The botnets used for DDoS-attacks are becoming popular again, only now, they are no longer developed on Windows PCs, like it used to be earlier, but on Linux servers and simple IoT devices (IoT stands for Internet of Things).

Available around the clock, not protected by any antivirus, IoTdevices have boosted the popularity of botnets for DDoS-attacks.

The number of DDoS-extortionists without their own botnets is growing. Some of them just send out threatening letters, while others commission short-term attacks to intimidate their victim.

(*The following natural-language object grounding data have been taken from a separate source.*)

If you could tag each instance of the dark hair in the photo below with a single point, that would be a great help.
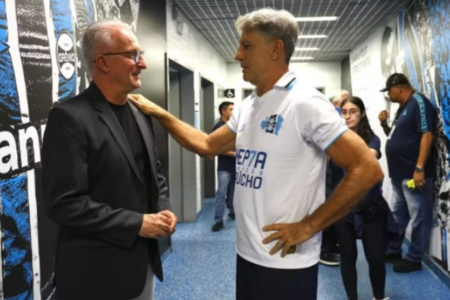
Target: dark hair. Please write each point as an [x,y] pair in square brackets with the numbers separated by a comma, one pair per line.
[364,130]
[224,105]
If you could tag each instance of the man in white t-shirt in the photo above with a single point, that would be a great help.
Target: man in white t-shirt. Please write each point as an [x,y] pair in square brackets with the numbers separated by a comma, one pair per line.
[282,134]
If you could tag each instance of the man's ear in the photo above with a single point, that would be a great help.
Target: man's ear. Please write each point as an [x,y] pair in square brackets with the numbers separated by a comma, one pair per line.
[278,49]
[102,64]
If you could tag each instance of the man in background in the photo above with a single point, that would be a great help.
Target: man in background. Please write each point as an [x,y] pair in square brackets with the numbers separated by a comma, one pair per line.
[226,173]
[409,157]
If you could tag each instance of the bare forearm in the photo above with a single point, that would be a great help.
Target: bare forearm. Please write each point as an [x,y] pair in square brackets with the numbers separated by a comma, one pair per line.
[425,148]
[185,134]
[356,183]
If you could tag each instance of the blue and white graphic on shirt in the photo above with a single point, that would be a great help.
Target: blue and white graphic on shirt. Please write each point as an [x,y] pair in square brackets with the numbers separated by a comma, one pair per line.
[250,168]
[272,124]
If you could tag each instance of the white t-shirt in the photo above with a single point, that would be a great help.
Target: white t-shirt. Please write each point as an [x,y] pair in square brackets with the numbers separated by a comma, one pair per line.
[280,167]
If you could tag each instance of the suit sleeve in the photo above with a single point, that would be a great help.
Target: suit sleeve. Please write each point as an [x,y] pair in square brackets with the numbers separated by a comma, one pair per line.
[66,185]
[163,199]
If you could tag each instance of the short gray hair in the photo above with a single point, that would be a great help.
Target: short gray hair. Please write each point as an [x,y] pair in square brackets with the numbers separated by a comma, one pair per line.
[273,24]
[337,95]
[99,33]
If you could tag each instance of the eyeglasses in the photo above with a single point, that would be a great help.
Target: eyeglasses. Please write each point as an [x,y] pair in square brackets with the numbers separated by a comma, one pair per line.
[349,112]
[136,55]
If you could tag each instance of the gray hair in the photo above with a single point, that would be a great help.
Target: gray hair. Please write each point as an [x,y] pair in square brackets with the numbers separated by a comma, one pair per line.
[273,24]
[97,34]
[337,95]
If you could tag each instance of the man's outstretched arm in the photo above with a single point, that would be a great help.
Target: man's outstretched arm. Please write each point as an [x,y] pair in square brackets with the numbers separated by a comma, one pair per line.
[220,141]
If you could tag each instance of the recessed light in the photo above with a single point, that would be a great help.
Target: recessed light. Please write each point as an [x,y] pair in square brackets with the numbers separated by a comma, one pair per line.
[318,36]
[306,49]
[302,58]
[315,19]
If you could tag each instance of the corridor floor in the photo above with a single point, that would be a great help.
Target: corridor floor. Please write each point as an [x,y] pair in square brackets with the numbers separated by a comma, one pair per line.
[202,267]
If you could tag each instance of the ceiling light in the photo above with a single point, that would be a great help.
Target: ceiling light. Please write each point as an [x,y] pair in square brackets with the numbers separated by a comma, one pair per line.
[319,36]
[302,58]
[307,49]
[315,19]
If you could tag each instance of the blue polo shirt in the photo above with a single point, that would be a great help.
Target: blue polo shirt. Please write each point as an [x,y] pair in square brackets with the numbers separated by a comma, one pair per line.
[416,117]
[225,162]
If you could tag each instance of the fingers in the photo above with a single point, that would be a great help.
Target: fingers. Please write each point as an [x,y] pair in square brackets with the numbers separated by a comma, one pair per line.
[272,237]
[278,246]
[171,217]
[273,227]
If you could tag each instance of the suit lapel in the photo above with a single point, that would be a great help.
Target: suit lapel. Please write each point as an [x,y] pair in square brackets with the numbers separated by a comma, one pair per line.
[108,117]
[145,133]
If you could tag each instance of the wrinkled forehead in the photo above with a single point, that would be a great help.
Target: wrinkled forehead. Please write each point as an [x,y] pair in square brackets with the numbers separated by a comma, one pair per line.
[123,37]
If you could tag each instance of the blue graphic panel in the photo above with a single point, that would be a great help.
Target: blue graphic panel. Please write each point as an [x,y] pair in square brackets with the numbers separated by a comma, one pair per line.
[9,100]
[16,252]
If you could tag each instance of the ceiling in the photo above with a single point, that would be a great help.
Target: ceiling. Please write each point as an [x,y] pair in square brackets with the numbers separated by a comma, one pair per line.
[357,20]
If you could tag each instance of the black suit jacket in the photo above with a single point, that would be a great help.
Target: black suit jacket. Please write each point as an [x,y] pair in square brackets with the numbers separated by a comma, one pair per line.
[93,190]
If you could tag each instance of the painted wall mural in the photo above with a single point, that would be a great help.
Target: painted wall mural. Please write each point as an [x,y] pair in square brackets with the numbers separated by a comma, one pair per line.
[417,44]
[40,63]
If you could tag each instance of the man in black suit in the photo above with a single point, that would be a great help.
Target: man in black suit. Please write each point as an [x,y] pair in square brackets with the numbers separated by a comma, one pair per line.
[101,178]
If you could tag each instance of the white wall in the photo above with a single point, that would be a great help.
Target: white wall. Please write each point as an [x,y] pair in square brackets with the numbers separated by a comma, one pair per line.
[193,51]
[317,74]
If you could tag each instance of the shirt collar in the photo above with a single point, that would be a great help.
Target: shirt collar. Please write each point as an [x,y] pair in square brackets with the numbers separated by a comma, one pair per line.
[285,82]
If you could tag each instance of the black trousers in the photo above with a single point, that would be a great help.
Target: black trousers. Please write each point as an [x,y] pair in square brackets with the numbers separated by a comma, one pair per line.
[374,247]
[254,282]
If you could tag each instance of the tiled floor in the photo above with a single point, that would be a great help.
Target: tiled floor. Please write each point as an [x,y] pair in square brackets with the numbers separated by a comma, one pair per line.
[202,267]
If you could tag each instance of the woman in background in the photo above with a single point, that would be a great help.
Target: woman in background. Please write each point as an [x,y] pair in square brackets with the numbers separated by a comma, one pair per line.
[366,222]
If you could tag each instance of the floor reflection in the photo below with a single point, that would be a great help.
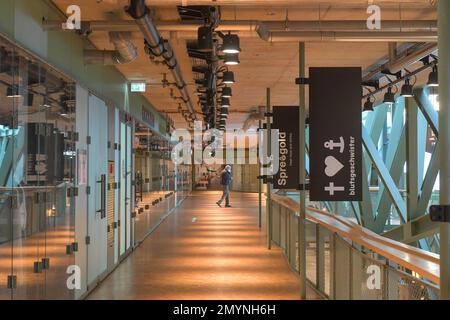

Attacks with the use of encryption software are becoming more efficient. To increase the likelihood of receiving a ransom, hackers pay botnet owners to buy access to computers, which in turn have access to mission-critical systems. In addition, hackers have started to check the servers for which they already have passwords in order to find some mission-critical information which they can encrypt and thus increase the likelihood of receiving a ransom.

An increasing number of attacks on mobile users are envisaged. Not only Android users are under threat. Criminals cannot infect an iOS-device with encryption malware, however, they can block it by intercepting its access to iCloud.